3.3. Substrate Specificity

SNAT enzymes can accept many other substrates, including phenylethylamines such as tyramine and indolethylamines such as tryptamine, serotonin, and 5-methoxytryptamine [35]. To determine whether TvSNAT can also acetylate other substrates, we measured SNAT enzyme activity in several other candidate substrates (Figure 3). The best substrates for the TvSNAT enzyme were tyramine (16.9 pkat/mg protein) and tryptamine (7.5 pkat/mg protein), followed by serotonin (6.7 pkat/mg protein) and 5-methoxytryptamine (0.7 pkat/mg protein) (Figure 3B). Substrate preference toward tyramine was also reported in sheep SNAT (20,413 pkat/mg protein) and rice SNAT2 (140 pkat/mg protein) [27]. TvSNAT exhibited the lowest enzyme activity toward 5-methoxytryptamine, whereas sheep and yeast SNAT showed the highest enzyme activity toward 5-methoxytryptamine [20], suggesting that melatonin biosynthesis via serotonin to 5-methoxytryptamine to melatonin is a less likely pathway in Archaea. In addition to these preferred arylalkylamines, other arylakylamines (dopamine, octopamine, 2-phenylethylamine, and histamine) and polyamines (spermidine and putrescine) were tested for possible acceptance as substrates for TvSNAT. Due to the lack of commercially available standard compounds of those acetylated substrates, we performed a SNAT inhibition assay (0.5 mM serotonin) in the presence of each substrate (0.5 mM) to determine whether SNAT activity is inhibited by co-incubation with one of these compounds. Spermidine strongly inhibited TvSNAT activity, followed by octopamine (Figure 4A). However, other compounds had no inhibitory effect on TvSNAT enzyme activity. These findings indirectly indicate that TvSNAT can acetylate spermidine and octopamine into N-acetylspermidine and N-acetyloctopamine, respectively. A dose-dependent inhibition assay showed that SNAT enzyme activity decreased to 50% in the presence of 0.1 mM spermidine; the same inhibition effect was observed at 0.5 mM octopamine (Figure 4B). Thus, TvSNAT appears to prefer spermidine to serotonin as a substrate. TvSNAT shares 9% sequence identity with human spermidine/spermine N1-acetyltransferase-1 [36], suggesting the bifunctional activity of TvSNAT toward serotonin and spermidine. This enhanced SNAT activity in the presence of dopamine was unexpected because recombinant fish SNAT enzyme activity was inhibited by co-incubation with dopamine [37]. The detailed enzymatic inhibition kinetics of TvSNAT require further study.

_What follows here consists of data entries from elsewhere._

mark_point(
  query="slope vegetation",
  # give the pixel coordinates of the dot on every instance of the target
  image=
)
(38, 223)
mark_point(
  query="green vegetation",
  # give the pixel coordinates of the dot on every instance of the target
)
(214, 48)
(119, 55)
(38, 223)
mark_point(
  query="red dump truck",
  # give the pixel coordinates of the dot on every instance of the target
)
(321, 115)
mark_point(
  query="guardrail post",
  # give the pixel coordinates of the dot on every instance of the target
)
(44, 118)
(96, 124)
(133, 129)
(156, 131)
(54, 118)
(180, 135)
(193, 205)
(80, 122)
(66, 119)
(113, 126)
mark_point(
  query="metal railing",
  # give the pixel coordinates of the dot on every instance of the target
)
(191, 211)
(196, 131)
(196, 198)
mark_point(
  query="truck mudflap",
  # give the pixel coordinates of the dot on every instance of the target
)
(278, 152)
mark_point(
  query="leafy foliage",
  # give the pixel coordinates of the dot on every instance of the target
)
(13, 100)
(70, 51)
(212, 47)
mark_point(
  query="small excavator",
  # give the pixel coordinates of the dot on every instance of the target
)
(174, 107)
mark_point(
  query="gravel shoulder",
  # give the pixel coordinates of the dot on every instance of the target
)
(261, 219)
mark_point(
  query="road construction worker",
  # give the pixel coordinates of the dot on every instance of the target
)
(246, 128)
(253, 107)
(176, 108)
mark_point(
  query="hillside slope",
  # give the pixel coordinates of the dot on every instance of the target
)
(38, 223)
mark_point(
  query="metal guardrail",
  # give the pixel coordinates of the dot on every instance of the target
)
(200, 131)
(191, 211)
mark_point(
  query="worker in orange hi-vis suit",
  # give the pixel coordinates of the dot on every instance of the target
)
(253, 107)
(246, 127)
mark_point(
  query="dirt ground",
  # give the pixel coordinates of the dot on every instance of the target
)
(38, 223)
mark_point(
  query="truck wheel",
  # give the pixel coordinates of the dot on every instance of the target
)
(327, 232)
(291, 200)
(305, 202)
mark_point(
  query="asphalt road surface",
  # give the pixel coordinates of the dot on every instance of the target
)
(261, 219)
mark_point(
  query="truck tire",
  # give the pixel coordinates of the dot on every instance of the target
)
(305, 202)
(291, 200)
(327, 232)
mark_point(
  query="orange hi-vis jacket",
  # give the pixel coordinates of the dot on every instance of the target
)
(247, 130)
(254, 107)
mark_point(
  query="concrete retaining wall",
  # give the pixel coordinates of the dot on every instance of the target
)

3.4. Phylogenetic Analysis

A phylogenetic tree constructed on the basis of SNAT aa sequences from different organisms revealed that TvSNAT orthologs are widely distributed in many other Archaea families, including Picrophilaceae (Picrophilus torridus), Ferroplasmaceae (Ferroplasma acidiphilum), DHVE2 (Aciduliprofundum boonei), Cuniculiplasmataceae (Cuniculiplasma divulgatum), and Thermoprotei (Desulfurococcales archaeon) (Figure 5A). A non-redundant search of the National Center for Biotechnology Information and National Institutes of Health protein sequence databases (http://www.ncbi.nlm.nih.gov/, accessed on 24 April 2019) using the BLASTp program revealed that TvSNAT had the highest homology (33%) to Drosophila novamexicana (GenBank accession no. XP_030561899) among the kingdom Animalia, whereas among the kingdom Plantae, Dendrobium catenatum exhibited 31% identity to TvSNAT (Figure 5B). Further study is required to determine whether these animal and plant homologs of TvSNAT exhibit SNAT enzyme activity.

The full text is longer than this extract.